В наступившей тишине присяжные смотрят то на пюпитр с фотографией, то на Бака.

— Забрал, забрал его с пляжа. — Бак вцепляется в подлокотники кресла. — Сделал ему больно.

— Как?

Некоторые из присяжных тоже вцепляются в подлокотники кресел. Они больше не хотят слышать эту историю, тем более из уст отца мальчика. Одного раза было более чем достаточно.

— Он… делал ужасные вещи, а потом… убил Билли.

— Как он убил Билли?

Бак опускает голову.

— Можете не торопиться, — говорю я Баку.

Чем больше времени он проведет в свидетельском кресле, тем больше вероятность справедливого решения. Для меня его муки очевидны, его горе — вот оно, здесь. Но я не знаю, чувствуют ли это присяжные. По их лицам ничего нельзя понять.

Бак поднимает глаза на присяжных.

Мы репетировали это. Не для того, чтобы прозвучал нужный ответ. Просто сначала Бак вообще не мог отвечать на этот вопрос. Он не мог произнести это вслух. И теперь он проговаривает все быстро, чтобы не запнуться.

— Он связал Билли металлической проволокой… — Бак складывает руки — запястье к запястью. — Запястья и лодыжки. И заткнул ему рот.

Это все, что Бак может ответить. Для него это предел.

— А что вы, Бак, сделали с Гектором Монтеросом?

— Ваша честь, прошу вас! — возражает Стэнли. — Присяжные видели видеозапись. Они слышали показания начальника полиции. Им известно, что сделал обвиняемый.

Это возражение — всего лишь очередная уловка, очередная возможность высказаться.

Беатрис смотрит на меня и, когда я встречаюсь с ней взглядом, морщится. Я едва сдерживаю усмешку. Она не посмеет запретить Баку рассказать присяжным, что он сделал.
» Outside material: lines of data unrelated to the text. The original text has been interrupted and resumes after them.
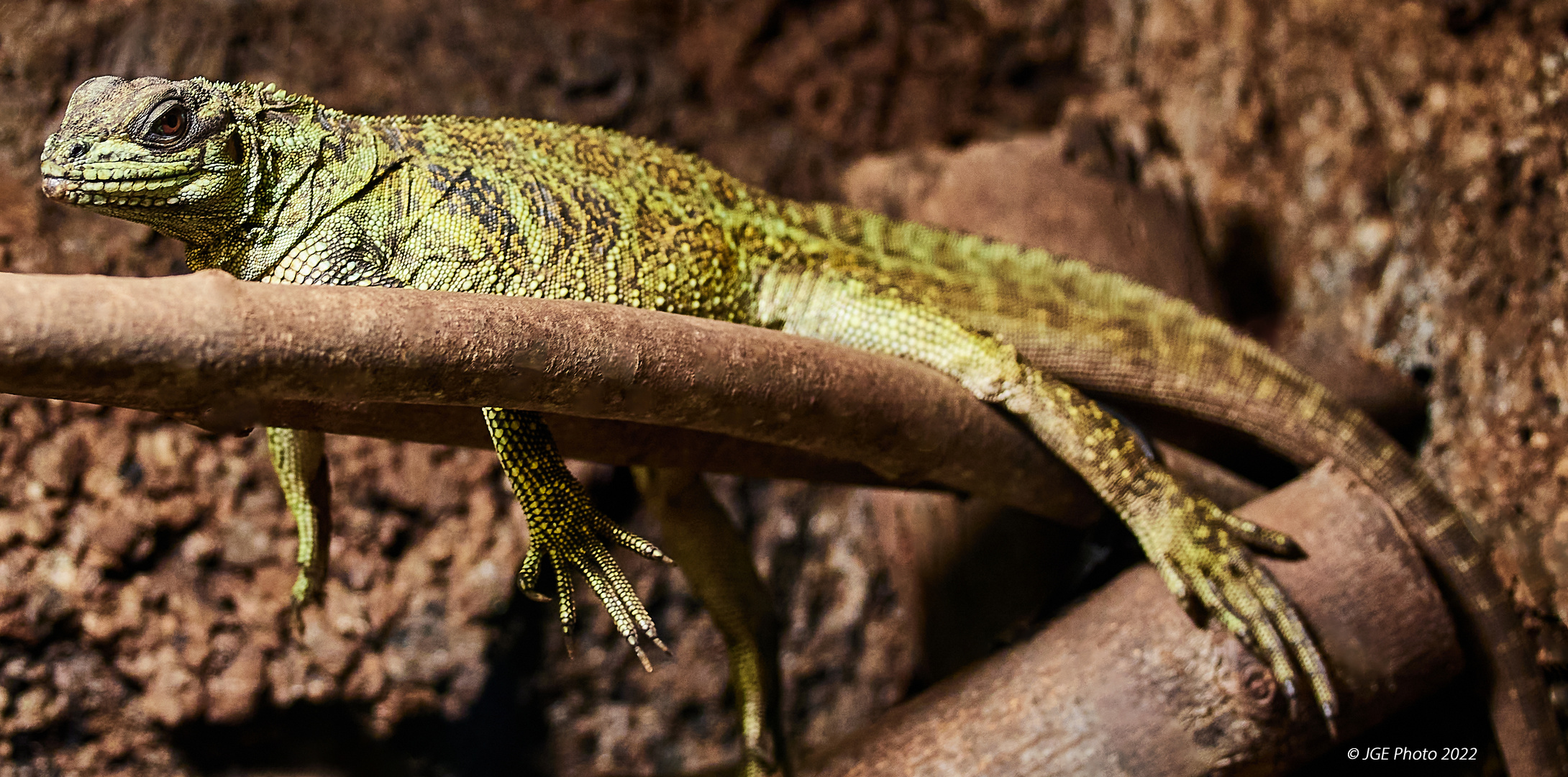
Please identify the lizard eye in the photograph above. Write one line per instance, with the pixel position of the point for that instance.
(170, 126)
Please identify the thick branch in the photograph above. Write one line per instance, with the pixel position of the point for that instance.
(229, 355)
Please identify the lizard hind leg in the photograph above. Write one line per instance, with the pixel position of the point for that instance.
(568, 530)
(717, 563)
(1203, 553)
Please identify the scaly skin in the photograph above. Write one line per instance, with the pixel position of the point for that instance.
(278, 188)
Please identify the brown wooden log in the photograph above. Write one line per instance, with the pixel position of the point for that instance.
(1125, 683)
(232, 355)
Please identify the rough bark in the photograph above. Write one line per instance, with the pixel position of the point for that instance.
(222, 350)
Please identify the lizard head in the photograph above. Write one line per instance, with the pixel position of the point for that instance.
(168, 154)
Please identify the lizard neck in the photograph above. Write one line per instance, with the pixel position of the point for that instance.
(301, 167)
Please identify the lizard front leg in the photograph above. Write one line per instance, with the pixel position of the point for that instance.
(567, 528)
(298, 459)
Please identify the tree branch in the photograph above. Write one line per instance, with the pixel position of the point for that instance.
(231, 355)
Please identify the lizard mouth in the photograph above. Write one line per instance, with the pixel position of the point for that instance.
(93, 186)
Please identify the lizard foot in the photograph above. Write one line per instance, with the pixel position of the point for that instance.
(576, 537)
(1205, 556)
(568, 530)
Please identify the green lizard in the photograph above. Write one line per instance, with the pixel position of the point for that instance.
(280, 188)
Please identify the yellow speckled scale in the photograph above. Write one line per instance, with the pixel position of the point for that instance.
(276, 187)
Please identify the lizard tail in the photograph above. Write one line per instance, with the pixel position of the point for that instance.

И никакая апелляционная комиссия не одобрит такого запрета. Стэнли это известно, и Беатрис тоже.

— Леди и джентльмены, — говорит она, — напоминаю вам об инструкциях, полученных вами в первый день разбирательства. Предупреждаю вас, эти инструкции остаются в силе.

Забавно: это единственное распоряжение судьи Лонга, которое Беатрис признала. Присяжные тут же кивают.

— Бак, что вы сделали с Гектором Монтеросом?

— Я пытался его остановить, — говорит Бак присяжным. — Я стрелял в него.

— Вы смогли его остановить?

— Нет. — Он закрывает глаза. — Я пытался. Но не сумел. Было уже поздно.

Я подхожу к пюпитру и снимаю с него снимок, где стоит улыбающийся Билли. Ставлю вместо него второй.